I see, of course, the difficulty that is levelled against the proposal made by Sir Michael Havers; and yet I think it must be borne in mind that if absolute precision is not possible, the press may on occasions act where an accused person has been arrested and they do not know of the fact. This, I think, would not make them necessarily liable, because, as the Green Paper points out, and quite rightly so, there is in Section 11 of the 1960 Administration of Justice Act a defence to the media if they find themselves involved, through ignorance, in publishing matters unaware of the fact that, for example, a person has been arrested. The alternative proposal is the one which was put forward by the Phillimore Committee and which the noble Lord, Lord Ardwick, appears to favour. That is the one in which the time is said to run from the moment when a man is charged or when a summons is served. That has the very definite advantage of being precise and clear. On reflection, perhaps, I think it has something of a disadvantage in that it may be so late in the process of the criminal courts that it may encourage publication of matter at a time when it is in fact bound to prejudice the fair trial of a person.

I have in mind, for example, the provisions of the Prevention of Terrorism Act. There, a person can be arrested, questioned and detained for five days, or even longer in appropriate circumstances, before he is in fact charged. Under the Phillimore proposals—and, of course, I do not think the Prevention of Terrorism Act was in force at that time—throughout that period of time it would be open to the press to comment quite freely on the particular person who has been detained, on his previous activities and on all the surrounding information relating to the alleged offence that the press can find; and this, I think, might give rise to very real difficulties when it came to the fair trial of that particular person.
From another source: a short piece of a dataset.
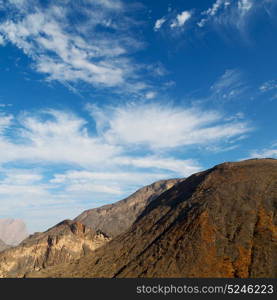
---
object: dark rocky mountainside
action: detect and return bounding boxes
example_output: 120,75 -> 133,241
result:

Equally, the Phillimore Committee's proposal about a summons, that it should run from the date of the issue of a summons, can again, I think, give rise to serious difficulties. An offence can be discovered by the press, indeed, or by the police, it can be written up at length and it can be known that a summons has been applied for, and yet, if Phillimore is to be adopted, it would mean that comment could continue quite unfettered after the summons has been granted until such moment as, by chance, the police are able to serve the summons on a particular defendant.
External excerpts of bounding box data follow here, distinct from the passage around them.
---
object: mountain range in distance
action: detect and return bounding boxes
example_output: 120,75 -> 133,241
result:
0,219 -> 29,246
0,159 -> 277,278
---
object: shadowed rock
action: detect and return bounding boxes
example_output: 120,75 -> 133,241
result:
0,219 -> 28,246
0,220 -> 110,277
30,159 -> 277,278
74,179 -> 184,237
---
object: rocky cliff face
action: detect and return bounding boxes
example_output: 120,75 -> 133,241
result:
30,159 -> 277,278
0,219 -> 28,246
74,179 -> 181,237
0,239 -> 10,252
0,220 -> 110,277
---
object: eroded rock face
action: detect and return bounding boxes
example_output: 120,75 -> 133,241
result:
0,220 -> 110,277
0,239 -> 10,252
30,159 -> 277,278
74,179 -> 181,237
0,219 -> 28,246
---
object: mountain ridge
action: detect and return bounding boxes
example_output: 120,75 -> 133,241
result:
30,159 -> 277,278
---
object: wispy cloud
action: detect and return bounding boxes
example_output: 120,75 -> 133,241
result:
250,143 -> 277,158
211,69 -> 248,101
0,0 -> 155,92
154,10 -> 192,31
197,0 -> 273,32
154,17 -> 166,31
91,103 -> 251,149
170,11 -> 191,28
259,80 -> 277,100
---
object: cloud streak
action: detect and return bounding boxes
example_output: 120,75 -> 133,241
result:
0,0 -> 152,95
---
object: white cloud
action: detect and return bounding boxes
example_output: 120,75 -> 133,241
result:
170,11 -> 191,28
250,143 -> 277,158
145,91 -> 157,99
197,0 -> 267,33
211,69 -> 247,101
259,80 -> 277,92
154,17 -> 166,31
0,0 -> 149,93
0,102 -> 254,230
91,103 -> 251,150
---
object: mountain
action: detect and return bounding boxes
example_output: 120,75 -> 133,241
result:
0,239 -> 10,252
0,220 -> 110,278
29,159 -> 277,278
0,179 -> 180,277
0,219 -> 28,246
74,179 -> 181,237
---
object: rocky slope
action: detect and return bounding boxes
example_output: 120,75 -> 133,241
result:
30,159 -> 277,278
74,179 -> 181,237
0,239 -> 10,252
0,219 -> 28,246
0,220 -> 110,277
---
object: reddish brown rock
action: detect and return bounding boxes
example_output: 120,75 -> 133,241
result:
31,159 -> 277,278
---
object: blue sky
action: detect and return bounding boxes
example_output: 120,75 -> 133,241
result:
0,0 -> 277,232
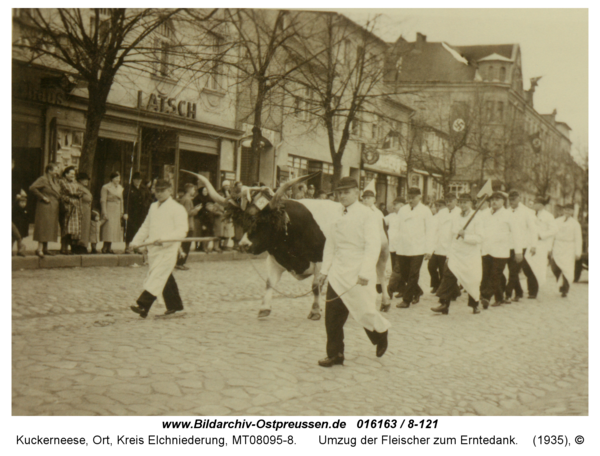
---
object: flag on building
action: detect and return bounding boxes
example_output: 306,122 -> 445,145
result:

It may be, on reflection, that the Phillimore Committee's proposals, although they have the very great virtue of precision, have the disadvantage that they put the time back so late that they will encourage comment in ways that may seriously prejudice the administration of justice. It may be—and I do not always say this when I address your Lordships' House—that perhaps the proposals which the Government appear to have in mind, if Sir Michael Havers was correctly reported, have something to be said for them because of the difficulty in any alternative propositions. I have dealt almost entirely with the question of the time from which strict liability runs in criminal proceedings. In civil proceedings it is perhaps of very much less consequence. There are very few jury actions, and it may be that contempt is a rather academic proposition in cases in which juries are not concerned. But the proposal there that contempt should run from the time when the proceedings are set down does not appear to give rise to any very real difficulties.
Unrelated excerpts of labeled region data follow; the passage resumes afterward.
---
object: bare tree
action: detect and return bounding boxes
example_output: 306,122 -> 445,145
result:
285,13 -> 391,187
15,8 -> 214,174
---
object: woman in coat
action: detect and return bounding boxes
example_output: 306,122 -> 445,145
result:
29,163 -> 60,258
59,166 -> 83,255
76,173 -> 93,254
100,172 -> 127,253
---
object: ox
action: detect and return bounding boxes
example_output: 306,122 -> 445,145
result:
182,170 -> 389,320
Perhaps I may, in two sentences, be out of order and ask the noble and learned Lord on the Woolsack about two other matters which are not specifically covered by the terms of the Unstarred Question: first, whether it is right that the Government are contemplating including in their legislation proposals to deal with the situation where jurors disclose information about what has taken place in the jury room during a criminal trial or at the end of a criminal trial; and, secondly, whether the Government are contemplating including in the legislation proposals to deal with contingency payments to witnesses, which has been something of a blot on our system of justice, perhaps, in recent years. My Lords, we are grateful indeed to the noble Lord, Lord Ardwick, for raising these matters, and we look forward with great interest to the observations in reply from the noble and learned Lord in due course.

7.18 p.m.

Lord LLOYD of HAMPSTEAD

My Lords, I, too, should like to express my gratitude to my noble friend Lord Ardwick for giving us this opportunity to discuss this topic. I say that particularly as I was responsible for initiating the earlier discussion, which took place in December 1978. Time seems to pass in these matters; year succeeds year, and yet we still find that nothing has been implemented. It is fair to say, I think, in relation to the time of our previous debate, that we were all awaiting, perhaps with some apprehension, the outcome of the Sunday Times thalidomide case, which was then before the European Court of Human Rights. I say it was with some apprehension because I think what was apprehended was not so much that that court might disagree with the view that the House of Lords took of the particular circumstances in the thalidomide case but rather because it was feared that the Court of Human Rights might possibly take a view adverse to the strict system of control over what has been called trial by newspaper that had been so skilfully and valuably developed by our common law judges.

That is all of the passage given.